Defence sends Crown to the mat

Defence lawyer Mitchell Worsoff punched out Crown attorney Glen “Quicksilver” Gayle at the ballroom of the Toronto airport Holiday Inn last Saturday night.

But don’t worry, it wasn’t a courtroom dust-up gone too far. The two were going toe-to-toe in the main event of the first Boxing Counsel fundraising boxing match.

The event, billed as Justice By The Pound, attracted more than 400 spectators from the legal and boxing worlds and raised a few thousand dollars for the Elizabeth Fry Society. The evening consisted of four boxing matches with three of the three-round fights featuring lawyers fighting each other in the squared circle. All fights were sanctioned by the Ontario Boxing Association (OBA – not to be confused with the Ontario Bar Association) and were officiated under its auspices by certified judges and a referee.

In the first bout, Kosta Stratos squared off against Ben “The Boss” Moss. Stratos scored a TKO in the second round leaving The Boss a bit shaken.
But the tattooed Moss, a sole practitioner who admits he was motivated to get involved in the Boxing Counsel to help him quit smoking and get some regular exercise into his life, was not left unrewarded. He took home the plaque for best boxer of the night.

The second match-up had Marco “The Bara” Cuda taking on Jim “The Wind” Moriah. The Bara’s three-inch height deficit may have been his downfall as Moriah took the only full-length bout of the night on a unanimous decision on points.
Fight three featured an Ontario Boxing Association bout between 130-pounders Weng Hong and Tanner Chambers, who gave the lawyers a glimpse of what years of training can yield. Chambers took it on a unanimous decision on points.

The evening’s main event was the defence versus Crown match-up of Worsoff and Gayle. Spurred on by some of Canada’s top boxers yelling pointers like “Mitch, keep your chin up” from the crowd, Worsoff had Gayle off balance from the first round. A few more well placed punches in the second and Quicksilver was on the mat, with the doctor called in to make sure he was alright. He was shaken and a little stirred but otherwise fine.
The Boxing Counsel was the brainchild of criminal defence lawyer Lawrence Ben-Eliezer, who said it came to him one day last fall at the Brampton courthouse. The response to the proposed event was “quick and enthusiastic,” he said, with volunteers lining up to train and fight.

Ben-Eliezer said he “discovered the joys of being trained in the ‘sweet science’ of boxing” a couple of years ago after becoming extremely stressed out. Eager to start exercising again and getting on the road to a healthier lifestyle, he started boxing training.
“My stamina, my energy, my mental alertness, and self-confidence increased proportionately to my success in improving my boxing skills,” he said.

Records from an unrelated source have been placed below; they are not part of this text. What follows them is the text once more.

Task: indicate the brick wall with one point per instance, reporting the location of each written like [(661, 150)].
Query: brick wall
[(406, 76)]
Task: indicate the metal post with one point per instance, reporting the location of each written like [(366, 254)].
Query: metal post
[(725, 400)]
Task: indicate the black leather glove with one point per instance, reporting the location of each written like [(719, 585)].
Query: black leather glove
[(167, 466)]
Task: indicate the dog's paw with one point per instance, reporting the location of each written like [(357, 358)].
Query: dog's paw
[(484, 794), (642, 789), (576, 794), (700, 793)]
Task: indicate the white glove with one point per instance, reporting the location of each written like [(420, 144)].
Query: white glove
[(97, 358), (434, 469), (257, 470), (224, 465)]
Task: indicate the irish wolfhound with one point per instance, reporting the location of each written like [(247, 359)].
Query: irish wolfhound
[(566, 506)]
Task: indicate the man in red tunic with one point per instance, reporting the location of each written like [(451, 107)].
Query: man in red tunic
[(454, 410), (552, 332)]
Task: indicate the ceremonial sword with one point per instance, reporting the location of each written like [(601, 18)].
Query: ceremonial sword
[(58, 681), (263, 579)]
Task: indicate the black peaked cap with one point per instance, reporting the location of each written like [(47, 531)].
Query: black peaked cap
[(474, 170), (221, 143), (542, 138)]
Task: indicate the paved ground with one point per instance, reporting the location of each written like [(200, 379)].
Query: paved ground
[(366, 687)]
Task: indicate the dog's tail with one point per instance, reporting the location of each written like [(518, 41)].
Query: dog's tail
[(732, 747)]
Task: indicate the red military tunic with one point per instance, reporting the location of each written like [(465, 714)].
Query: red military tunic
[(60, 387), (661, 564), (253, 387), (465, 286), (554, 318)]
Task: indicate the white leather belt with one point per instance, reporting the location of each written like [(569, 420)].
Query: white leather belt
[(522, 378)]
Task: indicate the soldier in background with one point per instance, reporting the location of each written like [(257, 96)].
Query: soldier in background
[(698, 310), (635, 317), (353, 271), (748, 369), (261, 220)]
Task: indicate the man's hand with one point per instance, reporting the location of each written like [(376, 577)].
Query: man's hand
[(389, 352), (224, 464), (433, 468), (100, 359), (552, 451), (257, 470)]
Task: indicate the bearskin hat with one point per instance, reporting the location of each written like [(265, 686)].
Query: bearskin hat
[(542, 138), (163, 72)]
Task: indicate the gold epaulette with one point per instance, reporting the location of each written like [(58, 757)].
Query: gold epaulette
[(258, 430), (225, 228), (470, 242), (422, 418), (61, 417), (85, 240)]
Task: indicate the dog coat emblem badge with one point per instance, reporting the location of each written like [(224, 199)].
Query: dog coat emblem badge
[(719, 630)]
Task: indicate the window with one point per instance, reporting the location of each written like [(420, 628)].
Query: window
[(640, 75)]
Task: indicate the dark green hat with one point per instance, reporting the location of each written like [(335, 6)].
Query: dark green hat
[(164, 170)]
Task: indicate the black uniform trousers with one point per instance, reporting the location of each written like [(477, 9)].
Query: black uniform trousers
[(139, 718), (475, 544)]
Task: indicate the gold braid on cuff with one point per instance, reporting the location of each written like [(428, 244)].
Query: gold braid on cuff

He enlisted the coaching talents of Mario Lechowski to launch the Boxing Counsel. Lechowski is a former Canadian lightweight boxing champion and for the past five years has been training mostly private clients. For the event, he honed the skills of the lawyers fighting in the red corner: Moss, Moriah, and Gayle.
Looking after the boys in blue - Stratos, Cuda, and Worsoff - was Enrico Mancini, who has coached the national boxing team and now teaches at Florida Jack’s gym in downtown Toronto.

The fighters were all keen to come on board.
Gayle, who was born in Jamaica and now works for the Crown Attorney’s Office in downtown Toronto, said he got involved because “I love to fight for a just cause.”

Mississauga-based “The Bara” Cuda, who said he came in intending to win, put on a good show even though he didn’t reign victorious. He said he participated for two reasons: “I enjoy combat sports and I also relish a challenging trial. This will be trial by combat.”

Moriah, another defence lawyer, looked forward to the balance between body and mind that boxing requires. He said, “Being part of the Boxing Counsel allows me to experience this at a very basic level, while doing so for a good cause.”
Sole practitioner Stratos also said he wanted to get involved in raising money for an “honourable charity” but was “also quite enthused about kicking some @$$!”

The tough guy of the night, Worsoff, unlike the other fighters who came into the ring accompanied by theme songs of the heavy metal and hip hop varieties, strolled in to the tune of the kid’s song “Wheels on the Bus.” If you want to see just how tough, you can listen to his theme song online at http://

After his knockout win, Mr. Tough, we’ll call him since he doesn’t have an official nickname, was handed his trophy by Canadian boxing legend George Chuvalo.
The night also included auctions of memberships to Florida Jack’s and some posters of Chuvalo from his heyday, one of which went for $600.

Ben-Eliezer said he hopes the event will become an annual one, predicting next year’s will be bigger and better.